The recent development of Kolmogorov-Arnold Networks (KANs) has found its application in the field of Graph Neural Networks (GNNs) particularly in molecular data modeling and potential drug discovery. Kolmogorov-Arnold Graph Neural Networks (KAGNNs) expand on the existing set of GNN models with KAN-based counterparts. KAGNNs have been demonstrably successful in surpassing the accuracy of MultiLayer Perceptron (MLP)-based GNNs in the task of molecular property prediction. These models were widely tested on the graph datasets consisting of organic molecules. In this study, we explore the application of KAGNNs towards inorganic nanomaterials. In 2024, a large scale inorganic nanomaterials dataset was published under the title CHILI (Chemically-Informed Large-scale Inorganic Nanomaterials Dataset), and various MLP-based GNNs have been tested on this dataset. We adapt and test our own KAGNNs appropriate for eight defined tasks. Our experiments reveal that, KAGNNs frequently surpass the performance of their counterpart GNNs.
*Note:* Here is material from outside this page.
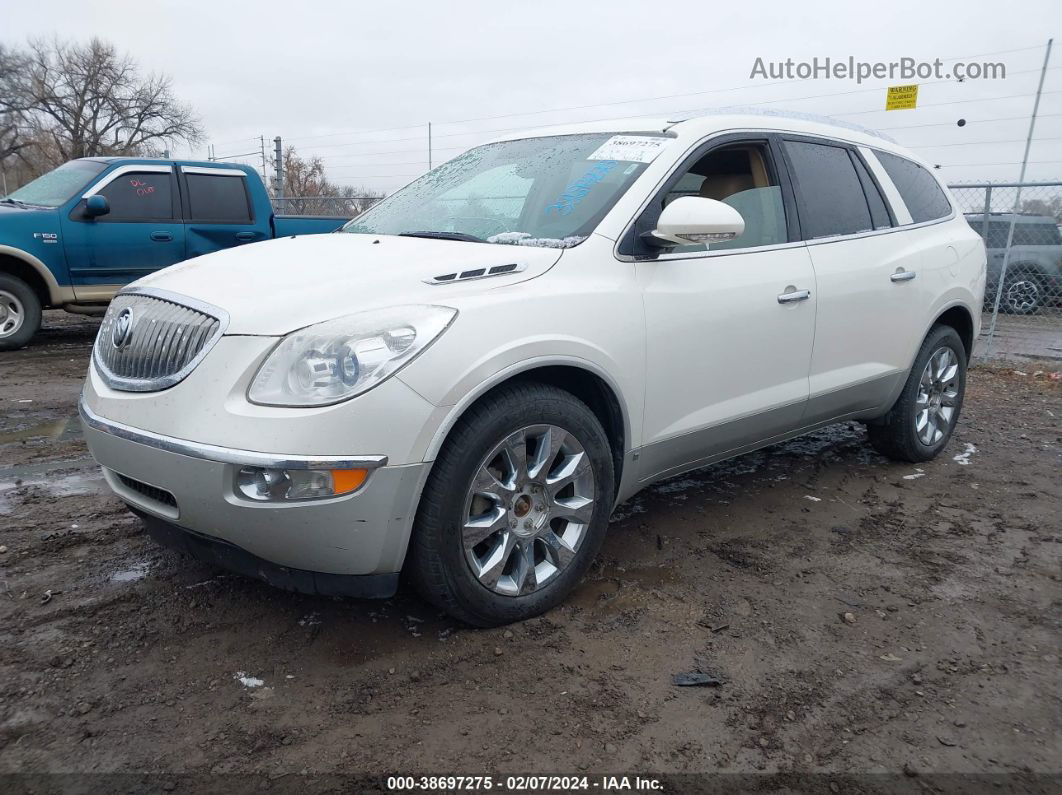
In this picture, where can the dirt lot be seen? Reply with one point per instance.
(862, 617)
Most notably, on crystal system and space group classification tasks in CHILI-3K, KAGNNs achieve the new state-of-the-art results of 99.5 percent and 96.6 percent accuracy, respectively, compared to the previous 65.7 and 73.3 percent each.
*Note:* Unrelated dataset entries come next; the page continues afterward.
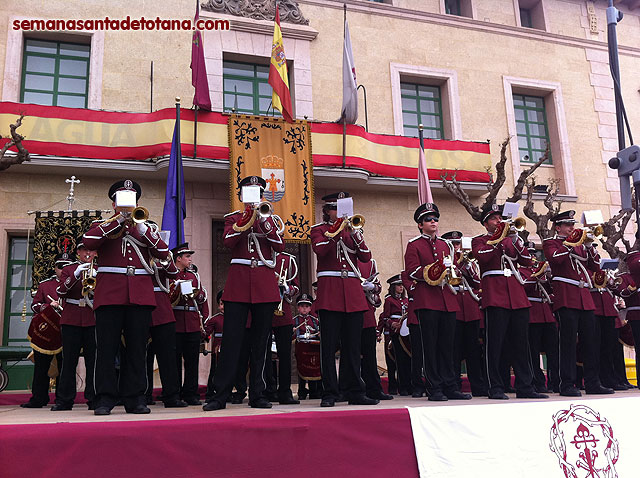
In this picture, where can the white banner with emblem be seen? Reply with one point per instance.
(583, 438)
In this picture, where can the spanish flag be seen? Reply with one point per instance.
(278, 78)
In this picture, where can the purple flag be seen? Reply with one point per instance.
(198, 69)
(172, 220)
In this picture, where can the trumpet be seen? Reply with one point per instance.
(353, 222)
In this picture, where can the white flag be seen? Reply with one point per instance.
(349, 84)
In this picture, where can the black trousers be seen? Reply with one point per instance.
(508, 328)
(403, 365)
(392, 369)
(467, 347)
(417, 359)
(163, 346)
(580, 323)
(40, 383)
(283, 346)
(188, 349)
(75, 339)
(608, 337)
(347, 328)
(369, 362)
(437, 329)
(233, 331)
(543, 337)
(113, 321)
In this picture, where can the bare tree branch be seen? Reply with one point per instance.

翻译：Kolmogorov-Arnold网络（KANs）的最新发展已在图神经网络（GNNs）领域，特别是在分子数据建模和潜在药物发现中得到了应用。Kolmogorov-Arnold图神经网络（KAGNNs）在现有GNN模型基础上扩展了基于KAN的对应架构。在分子性质预测任务中，KAGNNs已被证明能够显著超越基于多层感知机（MLP）的GNNs的准确率。这些模型已在包含有机分子的图数据集上进行了广泛测试。在本研究中，我们探索了KAGNNs在无机纳米材料中的应用。2024年，一个名为CHILI（化学信息大规模无机纳米材料数据集）的大规模无机纳米材料数据集发布，多种基于MLP的GNNs已在该数据集上进行了测试。我们针对八项定义的任务调整并测试了我们自有的KAGNNs。实验结果表明，KAGNNs在多数情况下优于对应的GNNs。最值得注意的是，在CHILI-3K的晶系和空间群分类任务中，KAGNNs分别取得了99.5%和96.6%准确率的最新最优结果，而此前的最佳准确率分别为65.7%和73.3%。